Published in the Courier Mail (Brisbane), 28 January 2008 (PDF)

A touch of sporting optimism could get us through the financial crisis, writes Oliver Hartwich  

AFTER last year’s avalanche of bad news, Australia’s economists probably needed the summer break more than anybody else. Yet it’s unlikely their holiday mood will last long back at work.

Dark clouds are hanging over the economic horizon. Recession is looming, unemployment rising and the Budget heading for its first deficit in years. There are hardly any news stories that could make the economics profession happier, so it seems. Or are there?

Maybe our economists have only been reading the wrong parts of the newspapers. If they skipped the business sections and went straight to the sports news they would look into the future with a bit more optimism.
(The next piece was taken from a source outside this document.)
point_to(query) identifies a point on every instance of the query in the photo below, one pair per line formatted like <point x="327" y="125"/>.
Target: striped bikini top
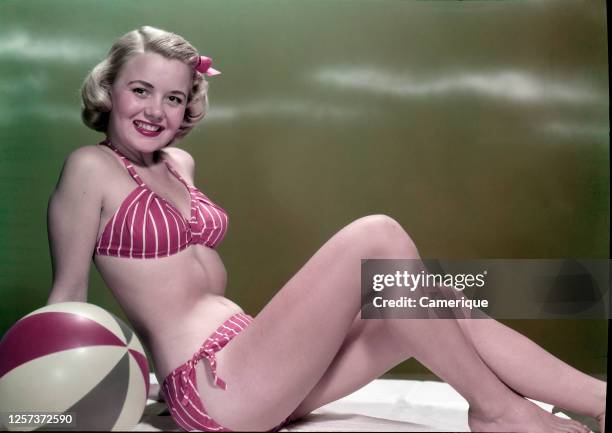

At least that’s what economic research from Germany suggests.

Four researchers from Bonn University have written a fascinating study. Unfortunately, they still managed to give it a terribly dull title: Seemingly Irrelevant Events Affect Economic Perceptions and Expectations. But the idea behind it is so cheeky that it may even cheer up the most pessimistic economic forecaster — that a country’s economic future depends on its sports results. To test this hypothesis they conducted opinion polls among Germans before and during the soccer World Cup in 2006.

Soccer is a big thing in Germany, but the researchers wanted to know, could it also be an economic factor?

So they asked citizens for their assessment of the economic situation and their expectations for the next year. Apart from the World Cup, there was hardly any other news at the time. And yet, the Germans became more and more optimistic about the economy’s future as their team went on a winning streak that no one had thought possible. In the end it finished third.

The researchers looked at the polling data from all angles but the result always was the same: There was no explanation for the sudden boost of economic confidence other than the unexpected performance on the field.

The connection between the two may not be obvious. After all, why should GDP grow faster only because your team has just beaten Argentina in a penalty shootout? But apparently that’s what the Germans believed. In fact, the researchers even managed to put a number to it. They calculated that to receive the same shift in economic optimism you would have had to give them a 23.5 per cent increase in net monthly household income.

As curious as this economic research appears at first, there are some important lessons. And they probably don’t just apply to soccer-obsessed Germans, nor do they only hold during world cups.

The first lesson is this: How we feel about our economic prospects is as much due to our general mood as to hard economic facts. As it turns out, homo economicus is not just a number-cruncher but a human being. If his football team wins, he feels better.

But if this first lesson is true, then a second lesson follows: How bad our current economic crisis will turn out to be for Australia does not only depend on China’s growth, American bank collapses or some fiscal stimulus packages. It will be equally important whether we still manage to see and hear the positive news in the overall noise of the crisis talk.

And there still are surprisingly many things you could feel good about. Petrol is much cheaper than it used to be only half a year ago. When you are buying a new car you can hope for some pretty good bargains, too. First homebuyers not only benefit from higher government grants but also from much reduced mortgage rates. Altogether, if you belong to the more than 95 per cent of employees who will keep their jobs in this crisis, chances are you will actually be able to increase your quality of life because of falling costs of living.

The worst thing that can happen in a downturn is to lose sight of the things you may feel positive about. But to be confronted by bad news day in, day out is hardly a recipe for creating optimism. Perhaps instead of indulging in the doom and gloom that this economic crisis brings, we should all remind ourselves that not everything is lost.

Apart from that, we can only hope for other things to save us: Australia retaining the Ashes or an Australian player winning a Grand Slam title again. And one more thing: economists starting to read the sports news.